Four frames, all useless. Function names are ?, files are Turbopack chunk hashes, column number is 239718, everything on line 2 because the bundler flattens the code. No real clue where the problem is. Source maps moved to this week’s list.

The protocol you have to read from source code

My first assumption was that source maps would arrive through the same ingestion endpoint as events. They don’t.

Sentry uses a separate three-step chunked upload protocol implemented in sentry-cli . The official docs describe it conceptually but skip exactly the details you need to reimplement it. I ended up reading the source code directly to understand what the client was actually doing.

Step 1: the client asks what the server accepts. Before uploading anything, sentry-cli calls get_chunk_upload_options, which sends a GET /organizations/{org}/chunk-upload/. The server responds with a ChunkServerOptions object that includes the actual upload URL (not a fixed path), max chunk size, max chunks per request, and whether gzip is supported.

Step 2: upload the chunks. The client calls upload_chunks, which POSTs a multipart form to the URL from step one. Each part has field name "file" (or "file_gzip" for compressed) and the filename is the chunk’s SHA-1 hash in hex. Pure CAS: uploading the same chunk twice is a no-op.

Step 3: assemble. The client calls assemble_artifact_bundle with the body defined in ChunkedArtifactRequest: the bundle checksum, the list of chunk hashes, and the list of projects. The server responds with AssembleArtifactsResponse.

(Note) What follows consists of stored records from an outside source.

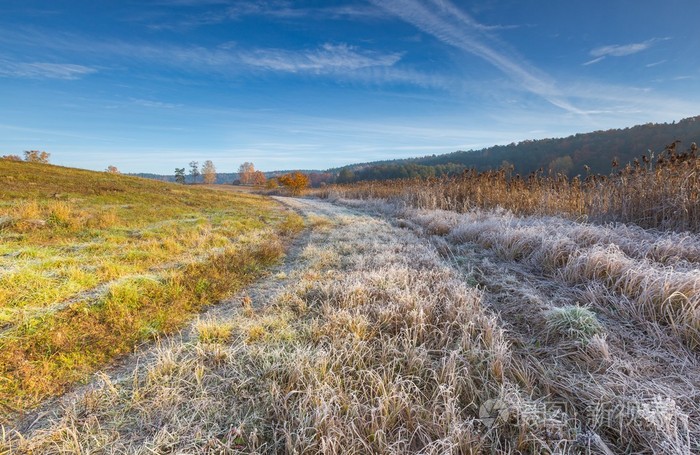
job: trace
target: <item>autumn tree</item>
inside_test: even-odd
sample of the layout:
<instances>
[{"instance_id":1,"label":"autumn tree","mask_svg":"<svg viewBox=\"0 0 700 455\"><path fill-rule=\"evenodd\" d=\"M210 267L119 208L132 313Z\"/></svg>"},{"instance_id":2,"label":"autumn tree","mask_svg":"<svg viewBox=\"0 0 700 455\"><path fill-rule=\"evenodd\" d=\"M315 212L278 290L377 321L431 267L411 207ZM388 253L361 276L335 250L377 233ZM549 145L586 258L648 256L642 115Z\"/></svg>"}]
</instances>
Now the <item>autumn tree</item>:
<instances>
[{"instance_id":1,"label":"autumn tree","mask_svg":"<svg viewBox=\"0 0 700 455\"><path fill-rule=\"evenodd\" d=\"M202 165L202 176L204 178L204 183L211 185L216 182L216 168L211 160L206 160Z\"/></svg>"},{"instance_id":2,"label":"autumn tree","mask_svg":"<svg viewBox=\"0 0 700 455\"><path fill-rule=\"evenodd\" d=\"M292 172L279 177L279 182L289 188L289 192L298 196L302 190L309 186L309 177L301 172Z\"/></svg>"},{"instance_id":3,"label":"autumn tree","mask_svg":"<svg viewBox=\"0 0 700 455\"><path fill-rule=\"evenodd\" d=\"M238 167L238 175L241 184L251 185L253 184L253 175L255 174L255 166L253 163L245 162Z\"/></svg>"},{"instance_id":4,"label":"autumn tree","mask_svg":"<svg viewBox=\"0 0 700 455\"><path fill-rule=\"evenodd\" d=\"M50 153L40 152L39 150L25 150L24 161L46 164L49 162L50 156Z\"/></svg>"},{"instance_id":5,"label":"autumn tree","mask_svg":"<svg viewBox=\"0 0 700 455\"><path fill-rule=\"evenodd\" d=\"M197 183L197 178L201 175L198 161L190 161L190 175L192 176L192 183Z\"/></svg>"},{"instance_id":6,"label":"autumn tree","mask_svg":"<svg viewBox=\"0 0 700 455\"><path fill-rule=\"evenodd\" d=\"M181 185L185 184L185 168L176 167L175 168L175 182Z\"/></svg>"},{"instance_id":7,"label":"autumn tree","mask_svg":"<svg viewBox=\"0 0 700 455\"><path fill-rule=\"evenodd\" d=\"M267 177L265 177L265 174L263 174L262 171L253 172L253 185L264 185L266 181Z\"/></svg>"}]
</instances>

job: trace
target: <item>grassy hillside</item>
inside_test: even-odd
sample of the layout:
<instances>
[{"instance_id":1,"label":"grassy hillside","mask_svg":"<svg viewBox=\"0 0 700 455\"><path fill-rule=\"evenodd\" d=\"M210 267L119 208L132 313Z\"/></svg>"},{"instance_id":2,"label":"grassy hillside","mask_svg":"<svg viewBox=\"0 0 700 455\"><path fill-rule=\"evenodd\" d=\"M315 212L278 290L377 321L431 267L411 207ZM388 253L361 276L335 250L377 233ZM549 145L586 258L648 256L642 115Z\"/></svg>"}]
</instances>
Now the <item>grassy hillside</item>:
<instances>
[{"instance_id":1,"label":"grassy hillside","mask_svg":"<svg viewBox=\"0 0 700 455\"><path fill-rule=\"evenodd\" d=\"M481 150L457 151L393 161L376 161L333 169L343 172L338 183L360 180L433 177L459 174L467 168L479 171L512 166L514 174L526 175L542 169L569 177L585 175L588 166L595 174L608 174L614 158L625 165L651 150L656 155L678 140L678 150L700 142L700 116L673 123L647 123L631 128L576 134L565 138L525 140L494 145Z\"/></svg>"},{"instance_id":2,"label":"grassy hillside","mask_svg":"<svg viewBox=\"0 0 700 455\"><path fill-rule=\"evenodd\" d=\"M255 195L0 160L0 420L177 329L300 226Z\"/></svg>"}]
</instances>

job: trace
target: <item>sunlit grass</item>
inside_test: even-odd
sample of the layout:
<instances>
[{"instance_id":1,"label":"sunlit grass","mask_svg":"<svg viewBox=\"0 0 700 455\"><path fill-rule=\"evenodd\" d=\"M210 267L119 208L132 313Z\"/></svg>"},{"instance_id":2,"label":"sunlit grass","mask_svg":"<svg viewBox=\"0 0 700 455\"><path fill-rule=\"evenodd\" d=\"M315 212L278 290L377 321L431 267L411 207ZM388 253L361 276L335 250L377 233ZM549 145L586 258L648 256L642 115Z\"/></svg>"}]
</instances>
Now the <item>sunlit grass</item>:
<instances>
[{"instance_id":1,"label":"sunlit grass","mask_svg":"<svg viewBox=\"0 0 700 455\"><path fill-rule=\"evenodd\" d=\"M6 160L0 179L0 402L17 410L177 329L302 227L250 194Z\"/></svg>"}]
</instances>

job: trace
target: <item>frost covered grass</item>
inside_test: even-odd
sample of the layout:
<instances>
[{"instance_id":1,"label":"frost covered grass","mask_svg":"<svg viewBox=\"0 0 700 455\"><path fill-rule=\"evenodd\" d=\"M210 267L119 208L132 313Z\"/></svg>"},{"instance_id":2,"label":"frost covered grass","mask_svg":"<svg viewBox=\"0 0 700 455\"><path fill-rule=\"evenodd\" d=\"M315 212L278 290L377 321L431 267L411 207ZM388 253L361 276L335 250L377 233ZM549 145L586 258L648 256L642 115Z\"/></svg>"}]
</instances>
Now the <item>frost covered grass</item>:
<instances>
[{"instance_id":1,"label":"frost covered grass","mask_svg":"<svg viewBox=\"0 0 700 455\"><path fill-rule=\"evenodd\" d=\"M339 202L430 239L480 285L533 397L561 400L616 451L700 450L697 235Z\"/></svg>"},{"instance_id":2,"label":"frost covered grass","mask_svg":"<svg viewBox=\"0 0 700 455\"><path fill-rule=\"evenodd\" d=\"M301 202L299 202L301 204ZM311 203L306 203L311 204ZM313 204L311 204L313 207ZM325 205L321 205L325 207ZM570 452L590 441L534 401L481 291L414 234L335 209L274 301L102 383L15 453ZM315 218L319 221L318 218Z\"/></svg>"},{"instance_id":3,"label":"frost covered grass","mask_svg":"<svg viewBox=\"0 0 700 455\"><path fill-rule=\"evenodd\" d=\"M597 222L635 223L645 228L700 232L700 159L697 146L684 153L676 144L656 163L646 156L608 176L567 178L562 174L512 175L511 169L444 178L330 185L320 197L384 199L428 210L468 212L503 208L519 216L566 216Z\"/></svg>"}]
</instances>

What took me a while to understand is that the assembly response has five possible states, not two. The states are defined in ChunkedFileState: not_found (chunks are missing), created and assembling (in progress), ok (done), and error. If the state is not_found, the response includes missingChunks with the hashes to re-upload. If it’s assembling or created, the client polls until it changes to ok or error.

The assembled bundle is a ZIP. Inside are the source map files plus a manifest.json mapping each file to its debug ID.

Storage

The storage part was the most straightforward. CAS over a filesystem is exactly what you’d expect:


{SOURCEMAPS_DIR}/{key[0..2]}/{key[2..]}.map

The SHA-1 hash abc123def456... gets stored at ab/c123def456....map. The two-character prefix keeps the number of files per directory bounded, same scheme git uses for its objects.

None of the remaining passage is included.